If you want narrow banking (aka full
reserve banking) explained to you, don’t bother with John Kay’s paper entitled “Narrow
Banking”.
First, the paper is about 20,000
words, most of it concerned with bank problems IN GENERAL: i.e. the paper is
not concerned for the most part with narrow banking.
Second, the paper contains a huge
blunder, as follows.
Kay starts by claiming, correctly,
that narrow banking consists of banks investing depositors’ money only in ultra-safe
assets. Indeed that’s entirely in line with of other advocates of narrow / full
reserve banking, e.g. Positive
Money, Milton Friedman, Laurence Kotlikoff, etc. As Kay puts it, “The model of narrow
banking is one in which all retail deposits are secured on safe assets.”
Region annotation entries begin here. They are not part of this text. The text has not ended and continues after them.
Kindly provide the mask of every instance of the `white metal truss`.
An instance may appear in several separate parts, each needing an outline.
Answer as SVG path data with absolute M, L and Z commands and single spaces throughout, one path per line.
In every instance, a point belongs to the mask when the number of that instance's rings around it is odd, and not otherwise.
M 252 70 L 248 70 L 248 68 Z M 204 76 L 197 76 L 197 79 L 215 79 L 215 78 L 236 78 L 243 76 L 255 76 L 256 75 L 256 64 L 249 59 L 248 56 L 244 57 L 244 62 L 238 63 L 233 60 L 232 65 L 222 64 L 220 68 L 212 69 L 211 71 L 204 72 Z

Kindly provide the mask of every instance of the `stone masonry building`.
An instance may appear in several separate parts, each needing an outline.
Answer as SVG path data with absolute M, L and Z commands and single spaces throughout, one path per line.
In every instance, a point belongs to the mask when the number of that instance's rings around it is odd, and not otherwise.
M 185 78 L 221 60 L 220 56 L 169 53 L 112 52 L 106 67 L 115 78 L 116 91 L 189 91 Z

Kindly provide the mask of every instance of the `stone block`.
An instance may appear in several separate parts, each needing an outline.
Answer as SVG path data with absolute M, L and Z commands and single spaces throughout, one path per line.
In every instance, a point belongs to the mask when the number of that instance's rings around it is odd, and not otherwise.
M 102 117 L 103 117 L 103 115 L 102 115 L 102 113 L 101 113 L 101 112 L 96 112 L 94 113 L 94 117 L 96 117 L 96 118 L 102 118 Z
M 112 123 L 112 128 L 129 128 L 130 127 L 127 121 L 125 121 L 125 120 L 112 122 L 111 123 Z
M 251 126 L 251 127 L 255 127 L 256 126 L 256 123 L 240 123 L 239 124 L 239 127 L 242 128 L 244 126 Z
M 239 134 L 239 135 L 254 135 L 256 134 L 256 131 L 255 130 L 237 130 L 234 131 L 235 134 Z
And by “safe assets” what Positive
Money, Friedman, Kotlikoff mean is GENUINELY SAFE ASSETS. That’s simply money
lodged at the central bank, but possibly also short term government debt, as
suggested by Friedman.
But later on, Kay claims (p.52): “Narrow
banks might engage in consumer lending, lend on mortgage, and lend to
businesses, but would not enjoy a monopoly of these functions.”
Well in that case, there’s precious
little difference between Kay’s so called narrow banks and the sort of bog
standard banks we currently have, which of course lend to mortgagors and
businesses! Plus of course his latter point about mortgages etc contradicts his earlier point about narrow banks investing only in ultra-safe assets.
That mistake by Kay is the equivalent
of building an airliner and forgetting to give it wings. It’s like designing a
car and forgetting to give it an engine. It indicates that Kay is clueless on
this issue.
The Vickers commission.
That probably helps explain why the
sections of the Vickers
report that dealt with narrow banking are nonsense, since the report (to judge
by the few works cited in the relevant sections of the Vickers report:
3.20-3.23) relied heavily on Kay’s paper.